Charli XCX on the pros and cons of being a pop star
The notion of a pop star has always been quite a weird idea when you really think about it. And for better or worse, Charli XCX has found herself as the poster girl of that for a decent length of time now.
In reality, pop stardom is defined on the very precise pillars of chart – and now, more importantly, social media – palatability, a carefully crafted image, and more often than not, a distinct embodiment of ideals, in whatever form the individual decides to take that mantle on. It’s unforgiving, and for that very reason is not for the weak-willed.
Don’t get me wrong, let’s just get one thing out in the open: being a pop star is obviously not even close to being the hardest job in the world. You record songs, do a few interviews to promote them, and then perform them live. It’s hardly the most onerous work, despite the pretences many of them like to put up.
Nevertheless, when Charli XCX recently took a deep dive into the benefits and drawbacks of her pop fame, it made compelling reading as to the insight into a life that many people clamour for, but very few can actually pull off. Of course, with a brand like hers now so sharply steered in the direction of party girls, sniffing lines, and the heady and somewhat deluded bubble of Brat, she knows more than a thing or two about how to cultivate a persona.
In fairness to her, she was quick to acknowledge the caveats I have just outlined when she stated outright that her line of work is a “ridiculous one”. It goes without saying that there are high points: the parties, the clothes, the dinners, the shows; the materialistic aspects that make the consumerist world sing.

But she is also right to point out that there is a genuine, if slightly clichéd, “community” of artists with whom she gets to share her music and creative ideas, whether that’s as Charli XCX the bona fide star or as the more ordinary woman underneath it. In what is often typecast as a cutthroat industry, it is at least a little affirming that there are real connections beneath its selfish veneers.
Aside from all of those moments and champagne and roses, there is the truth – and it’s one that many people probably wouldn’t consider. Away from the outer world at the bright lights of the stage, Charli discusses “inhabiting strange and soulless liminal spaces”, shedding awareness on the fact that the outward-facing part of the job is only the tiniest percentage.

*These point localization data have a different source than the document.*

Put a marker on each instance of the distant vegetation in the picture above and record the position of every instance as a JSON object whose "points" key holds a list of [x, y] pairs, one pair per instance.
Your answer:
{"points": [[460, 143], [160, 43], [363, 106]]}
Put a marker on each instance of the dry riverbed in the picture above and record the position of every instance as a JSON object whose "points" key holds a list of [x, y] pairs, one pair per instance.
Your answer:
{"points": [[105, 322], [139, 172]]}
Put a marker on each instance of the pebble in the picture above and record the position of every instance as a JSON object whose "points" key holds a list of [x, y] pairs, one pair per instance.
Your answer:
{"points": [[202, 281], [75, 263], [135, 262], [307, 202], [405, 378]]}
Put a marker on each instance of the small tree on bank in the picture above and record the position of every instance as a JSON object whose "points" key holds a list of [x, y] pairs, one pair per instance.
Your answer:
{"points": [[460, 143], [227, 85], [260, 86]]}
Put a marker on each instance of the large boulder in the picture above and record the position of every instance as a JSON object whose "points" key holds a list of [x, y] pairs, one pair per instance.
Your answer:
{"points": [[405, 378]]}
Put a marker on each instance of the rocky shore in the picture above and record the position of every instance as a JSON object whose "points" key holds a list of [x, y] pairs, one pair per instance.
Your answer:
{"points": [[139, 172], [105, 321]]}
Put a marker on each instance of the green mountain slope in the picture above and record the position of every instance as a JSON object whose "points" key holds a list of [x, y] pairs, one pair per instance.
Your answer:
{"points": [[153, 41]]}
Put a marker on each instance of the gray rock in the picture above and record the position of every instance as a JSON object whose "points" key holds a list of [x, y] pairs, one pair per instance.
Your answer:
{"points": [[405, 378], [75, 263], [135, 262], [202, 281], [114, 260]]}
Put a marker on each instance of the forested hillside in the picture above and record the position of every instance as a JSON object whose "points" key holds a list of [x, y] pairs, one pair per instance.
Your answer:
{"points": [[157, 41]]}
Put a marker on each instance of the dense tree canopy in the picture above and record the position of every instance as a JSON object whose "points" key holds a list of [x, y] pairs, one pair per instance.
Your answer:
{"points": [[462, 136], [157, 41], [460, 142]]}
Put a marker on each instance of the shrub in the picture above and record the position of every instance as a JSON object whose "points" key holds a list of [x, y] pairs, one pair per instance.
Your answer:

That feeling of being packaged and ferried off to different places, never truly having the chance to properly see the world and live with a sense of ambivalence or anonymity, is something which the masquerade of fame permanently strips away. If you succeed, it’s tagged to you forever, and if you fail, you’re fed to the lions again without any defence mechanisms, having spent the past however many years of your life tucked away in a microcosm.
It’s a symptom of disconnect not just between the artist and the world, but between the artist and their audience too. For as long as the pop star feels like the jack-in-the-box, popping up only sporadically to perform, the audience will only continue to yearn for more hits of that ecstasy.
The cycle then continues – of parties, of drugs, of fashion houses, and fancy meals – but the price for that is a lifetime where you are constantly hidden away, both literally and metaphorically, as a method of containment. We’ve always known that pop stardom is a ruse of a life, but Charli XCX seems to suggest the feeling that there is no semblance of reality to it at all.